Most upvoted comments

Hey @codecholeric,

My problem is that I can’t reproduce it anymore thinking I pulled your latest changes, then recompiled everything, ran the test from IntelliJ, the store was created, ran it from Maven -> success. Deleted the store, recreated it from Maven, ran the test in IntelliJ -> success.

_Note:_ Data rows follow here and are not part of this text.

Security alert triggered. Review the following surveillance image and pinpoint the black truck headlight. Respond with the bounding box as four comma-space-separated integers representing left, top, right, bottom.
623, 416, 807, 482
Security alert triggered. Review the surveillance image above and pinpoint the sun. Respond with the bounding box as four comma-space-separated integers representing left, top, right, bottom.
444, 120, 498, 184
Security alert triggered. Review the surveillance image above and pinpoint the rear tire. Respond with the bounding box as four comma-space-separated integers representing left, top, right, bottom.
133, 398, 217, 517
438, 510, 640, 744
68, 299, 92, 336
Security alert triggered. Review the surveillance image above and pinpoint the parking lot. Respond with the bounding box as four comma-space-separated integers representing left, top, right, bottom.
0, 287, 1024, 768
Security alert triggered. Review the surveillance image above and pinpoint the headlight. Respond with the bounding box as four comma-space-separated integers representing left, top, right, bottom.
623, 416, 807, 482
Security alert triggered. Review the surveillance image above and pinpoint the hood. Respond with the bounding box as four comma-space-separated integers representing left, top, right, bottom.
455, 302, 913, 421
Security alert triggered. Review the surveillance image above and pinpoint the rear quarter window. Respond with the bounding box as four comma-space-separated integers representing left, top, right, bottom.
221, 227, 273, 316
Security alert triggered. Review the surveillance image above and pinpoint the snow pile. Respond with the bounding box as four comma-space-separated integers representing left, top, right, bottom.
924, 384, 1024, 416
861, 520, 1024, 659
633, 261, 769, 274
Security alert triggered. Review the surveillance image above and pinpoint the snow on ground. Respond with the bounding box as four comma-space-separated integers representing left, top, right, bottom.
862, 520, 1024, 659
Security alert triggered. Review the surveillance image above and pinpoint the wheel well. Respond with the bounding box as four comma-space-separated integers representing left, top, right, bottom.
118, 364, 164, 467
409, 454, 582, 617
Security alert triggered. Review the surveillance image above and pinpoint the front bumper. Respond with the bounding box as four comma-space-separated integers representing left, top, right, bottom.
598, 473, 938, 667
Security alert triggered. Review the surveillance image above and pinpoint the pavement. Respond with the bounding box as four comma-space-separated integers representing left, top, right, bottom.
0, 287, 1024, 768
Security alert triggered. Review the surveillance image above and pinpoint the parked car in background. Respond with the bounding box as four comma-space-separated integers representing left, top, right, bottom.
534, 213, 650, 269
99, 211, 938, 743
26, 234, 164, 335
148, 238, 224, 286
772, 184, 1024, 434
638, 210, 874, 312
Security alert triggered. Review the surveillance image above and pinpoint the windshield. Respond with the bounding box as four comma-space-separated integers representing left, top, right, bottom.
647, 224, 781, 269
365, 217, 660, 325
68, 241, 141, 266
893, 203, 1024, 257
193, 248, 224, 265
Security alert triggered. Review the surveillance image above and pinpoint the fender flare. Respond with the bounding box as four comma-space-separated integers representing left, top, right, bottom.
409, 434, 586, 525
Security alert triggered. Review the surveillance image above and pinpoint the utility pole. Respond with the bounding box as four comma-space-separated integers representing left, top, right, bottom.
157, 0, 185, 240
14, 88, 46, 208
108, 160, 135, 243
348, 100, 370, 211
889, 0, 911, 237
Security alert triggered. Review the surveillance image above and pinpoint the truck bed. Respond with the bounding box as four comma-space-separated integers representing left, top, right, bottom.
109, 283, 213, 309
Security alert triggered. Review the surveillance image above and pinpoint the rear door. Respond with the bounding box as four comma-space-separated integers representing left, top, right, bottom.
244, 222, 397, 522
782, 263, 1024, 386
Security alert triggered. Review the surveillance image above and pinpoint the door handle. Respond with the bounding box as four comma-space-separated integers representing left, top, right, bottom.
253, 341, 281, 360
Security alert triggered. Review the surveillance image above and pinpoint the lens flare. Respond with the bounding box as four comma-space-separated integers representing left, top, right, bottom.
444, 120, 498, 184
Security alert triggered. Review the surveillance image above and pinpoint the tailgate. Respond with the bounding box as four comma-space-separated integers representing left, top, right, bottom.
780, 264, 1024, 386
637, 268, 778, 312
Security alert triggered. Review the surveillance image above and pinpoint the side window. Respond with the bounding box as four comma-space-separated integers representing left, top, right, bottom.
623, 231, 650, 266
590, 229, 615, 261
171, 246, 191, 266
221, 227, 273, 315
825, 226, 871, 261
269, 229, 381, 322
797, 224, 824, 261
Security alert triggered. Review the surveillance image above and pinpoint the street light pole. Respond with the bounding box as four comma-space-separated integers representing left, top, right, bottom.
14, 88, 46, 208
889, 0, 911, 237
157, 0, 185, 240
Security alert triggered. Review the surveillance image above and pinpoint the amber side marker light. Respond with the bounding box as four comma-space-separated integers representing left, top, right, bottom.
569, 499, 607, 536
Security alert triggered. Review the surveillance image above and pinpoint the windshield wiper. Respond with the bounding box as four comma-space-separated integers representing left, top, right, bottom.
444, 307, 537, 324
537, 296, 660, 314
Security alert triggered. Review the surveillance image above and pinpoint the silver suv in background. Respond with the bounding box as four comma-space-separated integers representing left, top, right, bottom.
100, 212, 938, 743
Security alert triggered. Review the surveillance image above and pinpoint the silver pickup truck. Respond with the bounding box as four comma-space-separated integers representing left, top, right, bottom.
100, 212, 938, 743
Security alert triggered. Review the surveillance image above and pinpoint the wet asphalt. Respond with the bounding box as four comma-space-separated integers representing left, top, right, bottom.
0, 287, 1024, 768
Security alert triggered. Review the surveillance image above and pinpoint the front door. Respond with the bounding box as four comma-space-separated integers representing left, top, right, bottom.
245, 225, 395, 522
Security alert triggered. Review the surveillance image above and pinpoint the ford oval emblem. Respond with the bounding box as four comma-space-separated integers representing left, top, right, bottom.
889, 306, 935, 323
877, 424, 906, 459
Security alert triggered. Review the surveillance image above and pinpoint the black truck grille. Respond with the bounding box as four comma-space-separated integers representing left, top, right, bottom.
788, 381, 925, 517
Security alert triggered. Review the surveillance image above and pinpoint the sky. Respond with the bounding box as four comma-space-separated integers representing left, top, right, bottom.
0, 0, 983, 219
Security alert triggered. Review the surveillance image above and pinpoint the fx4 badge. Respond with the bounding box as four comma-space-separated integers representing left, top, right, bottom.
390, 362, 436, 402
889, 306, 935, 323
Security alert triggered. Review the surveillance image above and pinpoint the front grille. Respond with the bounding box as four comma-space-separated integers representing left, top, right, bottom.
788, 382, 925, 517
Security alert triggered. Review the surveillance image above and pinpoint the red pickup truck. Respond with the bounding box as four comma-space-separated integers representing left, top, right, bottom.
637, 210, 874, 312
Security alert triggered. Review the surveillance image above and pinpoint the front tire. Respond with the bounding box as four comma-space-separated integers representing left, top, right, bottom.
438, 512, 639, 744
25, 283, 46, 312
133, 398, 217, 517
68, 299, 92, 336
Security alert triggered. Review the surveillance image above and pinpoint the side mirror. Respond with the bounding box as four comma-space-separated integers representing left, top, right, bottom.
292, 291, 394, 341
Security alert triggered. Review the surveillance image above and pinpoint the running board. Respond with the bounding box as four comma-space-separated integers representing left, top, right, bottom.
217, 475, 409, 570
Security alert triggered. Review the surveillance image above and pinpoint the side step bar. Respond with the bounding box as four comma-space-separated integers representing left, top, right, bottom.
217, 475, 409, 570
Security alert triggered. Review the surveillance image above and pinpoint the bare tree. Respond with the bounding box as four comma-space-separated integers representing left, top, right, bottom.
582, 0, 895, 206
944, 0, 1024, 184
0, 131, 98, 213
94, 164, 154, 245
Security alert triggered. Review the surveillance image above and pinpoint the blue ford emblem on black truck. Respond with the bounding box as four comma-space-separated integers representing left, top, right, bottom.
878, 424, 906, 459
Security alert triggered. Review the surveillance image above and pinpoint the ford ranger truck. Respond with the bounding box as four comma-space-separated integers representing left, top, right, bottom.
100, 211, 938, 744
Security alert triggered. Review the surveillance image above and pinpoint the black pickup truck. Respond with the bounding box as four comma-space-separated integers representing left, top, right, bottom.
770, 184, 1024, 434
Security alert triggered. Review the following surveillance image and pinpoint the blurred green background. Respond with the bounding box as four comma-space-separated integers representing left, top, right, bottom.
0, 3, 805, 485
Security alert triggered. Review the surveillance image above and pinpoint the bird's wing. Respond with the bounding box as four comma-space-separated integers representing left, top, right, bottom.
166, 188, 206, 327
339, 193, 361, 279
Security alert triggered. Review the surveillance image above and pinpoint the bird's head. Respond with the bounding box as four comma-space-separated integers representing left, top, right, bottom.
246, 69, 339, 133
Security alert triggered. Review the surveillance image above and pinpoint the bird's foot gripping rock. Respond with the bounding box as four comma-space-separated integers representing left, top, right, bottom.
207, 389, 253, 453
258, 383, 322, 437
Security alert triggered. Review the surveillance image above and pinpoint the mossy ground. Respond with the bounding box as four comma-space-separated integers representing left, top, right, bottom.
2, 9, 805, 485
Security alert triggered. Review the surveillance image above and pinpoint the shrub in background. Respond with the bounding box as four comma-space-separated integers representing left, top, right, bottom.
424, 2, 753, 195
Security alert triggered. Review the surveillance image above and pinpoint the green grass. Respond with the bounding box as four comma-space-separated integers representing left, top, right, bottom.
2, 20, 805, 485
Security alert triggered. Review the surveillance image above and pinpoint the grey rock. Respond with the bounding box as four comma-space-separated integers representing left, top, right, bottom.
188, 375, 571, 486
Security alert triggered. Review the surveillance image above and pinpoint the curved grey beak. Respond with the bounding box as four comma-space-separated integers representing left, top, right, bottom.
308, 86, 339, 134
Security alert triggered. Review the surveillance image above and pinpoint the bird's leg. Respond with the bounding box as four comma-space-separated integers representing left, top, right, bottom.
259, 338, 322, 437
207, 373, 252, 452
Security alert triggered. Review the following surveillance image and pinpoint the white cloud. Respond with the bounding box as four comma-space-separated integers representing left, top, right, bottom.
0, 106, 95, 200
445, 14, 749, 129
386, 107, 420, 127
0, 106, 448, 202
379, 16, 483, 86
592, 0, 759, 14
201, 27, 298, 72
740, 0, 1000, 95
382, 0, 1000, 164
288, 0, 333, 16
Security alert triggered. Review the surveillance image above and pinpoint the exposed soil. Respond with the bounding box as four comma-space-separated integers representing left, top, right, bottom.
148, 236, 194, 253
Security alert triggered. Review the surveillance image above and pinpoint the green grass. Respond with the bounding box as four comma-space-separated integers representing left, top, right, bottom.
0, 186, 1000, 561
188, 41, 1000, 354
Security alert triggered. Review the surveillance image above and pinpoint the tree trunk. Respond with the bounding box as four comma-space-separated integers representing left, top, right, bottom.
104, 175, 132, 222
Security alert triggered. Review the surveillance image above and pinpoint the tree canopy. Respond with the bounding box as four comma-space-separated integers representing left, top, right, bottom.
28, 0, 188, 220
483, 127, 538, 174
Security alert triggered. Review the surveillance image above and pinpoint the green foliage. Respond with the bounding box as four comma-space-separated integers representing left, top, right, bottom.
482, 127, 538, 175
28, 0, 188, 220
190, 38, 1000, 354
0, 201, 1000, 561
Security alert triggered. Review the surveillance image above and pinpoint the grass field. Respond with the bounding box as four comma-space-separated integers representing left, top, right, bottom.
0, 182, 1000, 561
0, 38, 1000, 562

I’ve provided a video where I showcase what I did. Hopefully this helps you. https://drive.google.com/file/d/1KRMzIp7ipZYZxynLzKX8HZ1XMx7YTafJ/view?usp=sharing

So there either must be some random factor, or it depends on the platform. What OS are you running the tests on? Windows by any chance? wink (just asking, cause I had some problems in the past; I’m running the tests on Linux…)

I am using linux myself.

[mustapha@NT220403 taskana]$ uname -r
5.19.7-arch1-1
[mustapha@NT220403 taskana]$ cat /etc/os-release 
NAME="Arch Linux"
PRETTY_NAME="Arch Linux"
ID=arch
BUILD_ID=rolling
ANSI_COLOR="38;2;23;147;209"
HOME_URL="https://archlinux.org/"
DOCUMENTATION_URL="https://wiki.archlinux.org/"
SUPPORT_URL="https://bbs.archlinux.org/"
BUG_REPORT_URL="https://bugs.archlinux.org/"
LOGO=archlinux-logo

Could you maybe create the store from your IDE, safe copy it somewhere, create it from Maven as well, and then zip both stores and attach them to a comment here? Because otherwise I wouldn’t know how to dig deeper into this thinking

sure thing 😃 In the video you can see how I created these files. archunit_store_maven.zip archunit_store_intellij.zip output_intellij.txt output_maven.txt

Regarding 1.0.0, this is the last issue I’m looking into. If we’re sure it’s not a blocker I can release 1.0.0

Alright. I don’t want to be the blocking factor. Therefore I will try to reply as fast as I can 😃

Okay, this was quite the rabbit hole 😂 The first thing I noticed was that while some cycles between these classes were missing, this would not happen anymore if I would disable the AspectJ weaving. Looking into the bytecode I noticed that applying AspectJ would make the call to TaskanaConfigurationInitializer.parseProperty(..) invisible in the bytecode of the classes. This is because AspectJ would weave in some additional synthetic access methods TaskanaConfigurationInitializer.access$123 which would then call parseProperty. So the question at this point was only, why was one cycle always detected if this call was missing, or more precisely, why was only one cycle detected, since normally ArchUnit would be supposed to transparently replace those calls to access$123 with the call users would expect from the source code (compare #889). Turns out that 1.0.0-rc1 actually contains a bug there 🙈 So, I’m really glad that this issue brought this to surface. Basically, the implementation to remove those access$123 methods was the same as for lambda$xyz$123 methods, but for the latter the origins of the calls would be unique. But, for access$123 they actually overrode each other, which lead to a non-deterministic behavior which access would be imported in the end (but seemingly deterministic enough so that it would be the same as long as the system and the environment would not change). You can see more details and (hopefully) a fix here (#957). In any case, I also published the version with the fix as 1.0.0-SNAPSHOT, so maybe you can test this, if it solves your problem? It should now detect all 6 cycles for all 6 inner classes of TaskanaConfigurationInitializer and thus not have different frozen cycles on different environments anymore. You have to add the snapshot repository to test it:

<repositories>
    <repository>
      <id>sonatype-snapshots</id>
      <url>https://oss.sonatype.org/content/repositories/snapshots</url>
    </repository>
  </repositories>

Can you let me know if this now behaves reasonable for you?